I agree it would be good for us to report more data on the pre-trained vs randomized thing specifically. I don't really see that as a central claim of the paper so I didn't prioritize putting a bunch of stuff for it in the appendices, but I might do a revision with more stats on that, and I really appreciate the suggestions.

comment by leogao · 2025-02-27T19:36:05.424Z · LW(p) · GW(p)

Overall very excited about more work on circuit sparsity, and this is an interesting approach. I think this paper would be much more compelling if there was a clear win on some interp metric, or some compelling qualitative example, or both.

Replies from: lucy.fa
comment by Lucy Farnik (lucy.fa) · 2025-02-27T20:47:21.285Z · LW(p) · GW(p)

Completely agree! As I said in the post
> There are tons of things I would’ve loved to do in this paper if there had been more engineering-hours.
 

comment by Jacob Dunefsky (jacob-dunefsky) · 2025-02-27T19:09:12.724Z · LW(p) · GW(p)

This is very cool work!

One question that I have is whether JSAEs still work as well on models trained with gated MLP activation functions (e.g. ReGLU, SwiGLU). I ask this because there is evidence suggesting that transcoders don't work as well on such models (see App. B of the Gemmascope paper; I also have some unpublished results that I'm planning to write up that further corroborate this). It thus might be the case that the same greater representational capacity of gated activation functions causes both transcoders and JSAEs to be unable to learn sparse input-output mappings. (If both JSAEs and transcoders perform worse on gated activation functions, then I think that would indicate that there's something "weird" about these activation functions that should be studied further.)

comment by TheManxLoiner · 2025-02-27T15:14:05.327Z · LW(p) · GW(p)

If you’d like to increase the probability of me writing up a “Concrete open problems in computational sparsity” LessWrong post

I'd like this!

comment by Nikita Balagansky (nikita-balaganskii) · 2025-02-27T06:05:35.250Z · LW(p) · GW(p)

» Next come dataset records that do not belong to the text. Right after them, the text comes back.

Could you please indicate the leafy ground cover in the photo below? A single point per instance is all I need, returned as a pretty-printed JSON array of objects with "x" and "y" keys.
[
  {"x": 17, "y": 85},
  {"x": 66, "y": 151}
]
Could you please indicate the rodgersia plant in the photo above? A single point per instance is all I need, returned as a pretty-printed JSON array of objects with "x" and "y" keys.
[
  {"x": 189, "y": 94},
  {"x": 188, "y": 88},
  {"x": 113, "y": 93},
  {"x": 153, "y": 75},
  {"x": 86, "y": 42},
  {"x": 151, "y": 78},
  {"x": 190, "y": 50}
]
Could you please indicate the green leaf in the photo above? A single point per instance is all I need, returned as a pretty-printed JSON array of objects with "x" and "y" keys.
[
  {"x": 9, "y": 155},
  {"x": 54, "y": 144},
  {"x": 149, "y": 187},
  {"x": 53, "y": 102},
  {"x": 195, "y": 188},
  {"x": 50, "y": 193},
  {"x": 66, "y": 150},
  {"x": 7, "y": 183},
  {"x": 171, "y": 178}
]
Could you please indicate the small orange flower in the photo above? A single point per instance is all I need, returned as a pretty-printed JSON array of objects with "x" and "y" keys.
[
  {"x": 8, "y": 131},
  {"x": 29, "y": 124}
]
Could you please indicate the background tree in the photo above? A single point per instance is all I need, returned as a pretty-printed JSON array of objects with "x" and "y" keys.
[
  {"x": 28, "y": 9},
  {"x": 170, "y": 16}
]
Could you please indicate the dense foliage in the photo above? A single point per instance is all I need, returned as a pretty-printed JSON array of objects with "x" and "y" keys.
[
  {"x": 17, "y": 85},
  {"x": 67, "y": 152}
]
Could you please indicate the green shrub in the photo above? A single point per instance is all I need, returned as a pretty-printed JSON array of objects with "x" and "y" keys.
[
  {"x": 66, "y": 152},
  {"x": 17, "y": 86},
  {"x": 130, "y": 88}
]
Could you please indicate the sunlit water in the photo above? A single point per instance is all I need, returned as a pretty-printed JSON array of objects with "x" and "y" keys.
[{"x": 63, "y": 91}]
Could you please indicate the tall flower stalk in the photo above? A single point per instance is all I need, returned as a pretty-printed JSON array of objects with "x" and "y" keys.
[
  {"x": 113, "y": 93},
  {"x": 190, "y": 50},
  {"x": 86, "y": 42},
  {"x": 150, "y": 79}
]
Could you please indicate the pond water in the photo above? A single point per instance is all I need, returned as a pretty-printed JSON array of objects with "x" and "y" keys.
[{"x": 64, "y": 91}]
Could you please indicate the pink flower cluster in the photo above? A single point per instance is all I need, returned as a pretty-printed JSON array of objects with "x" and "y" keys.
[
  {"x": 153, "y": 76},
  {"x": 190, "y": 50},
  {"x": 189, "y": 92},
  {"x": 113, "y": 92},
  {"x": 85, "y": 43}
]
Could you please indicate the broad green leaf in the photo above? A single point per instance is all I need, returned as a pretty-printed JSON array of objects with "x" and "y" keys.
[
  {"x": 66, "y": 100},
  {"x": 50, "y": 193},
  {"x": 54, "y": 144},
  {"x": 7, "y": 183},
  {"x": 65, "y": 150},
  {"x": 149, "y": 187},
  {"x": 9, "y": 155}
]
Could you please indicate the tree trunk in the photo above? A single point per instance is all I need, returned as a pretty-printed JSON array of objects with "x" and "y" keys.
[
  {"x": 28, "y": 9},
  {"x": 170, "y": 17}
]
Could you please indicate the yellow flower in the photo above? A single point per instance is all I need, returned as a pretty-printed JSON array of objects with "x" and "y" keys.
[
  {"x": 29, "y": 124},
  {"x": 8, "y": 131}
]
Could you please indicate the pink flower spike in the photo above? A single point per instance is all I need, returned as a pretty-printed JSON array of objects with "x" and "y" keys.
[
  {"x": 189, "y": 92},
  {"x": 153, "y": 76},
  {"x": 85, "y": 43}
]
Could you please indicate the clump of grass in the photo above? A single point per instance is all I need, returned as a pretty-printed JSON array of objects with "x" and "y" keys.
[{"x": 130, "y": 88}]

While authors claim that their approach is fundamentally different from transcoders [LW · GW], from my perspective, it addresses the same issue: finding interpretable circuits. I agree that it modulates MLPs in different ways (e.g., connecting sparse inputs and sparse outputs, rather than modulating MLP directly). However, it would be great to see the difference between circuits identified by transcoders and those found by JSAE.

We also discuss this similarity in Appendix F of our recent work (where transition T is analogous to f ), though we do not consider gradient-based approaches. Nevertheless, the most similar features between input and output can still sufficiently explain feature dynamics being a good baseline.

comment by joseph_c (cooljoseph1) · 2025-03-02T07:54:14.406Z · LW(p) · GW(p)

I'm a little confused about which computation you're trying to sparsify. The paper seems to be written in the context of the technique where one uses sparse autoencoders to extract "features" from the embedding space of large language models which are hopefully interpretable. (Please correct me if I'm wrong about that!)

The goal would seem to be, then, to sparsify the computation of the language model. However, the method in your paper seems to sparsify the computation of the autoencoders themselves, not the language model. Shouldn't the goal be to sparsify the language model's computation? If so, why not use weight pruning? What is JSAE better at?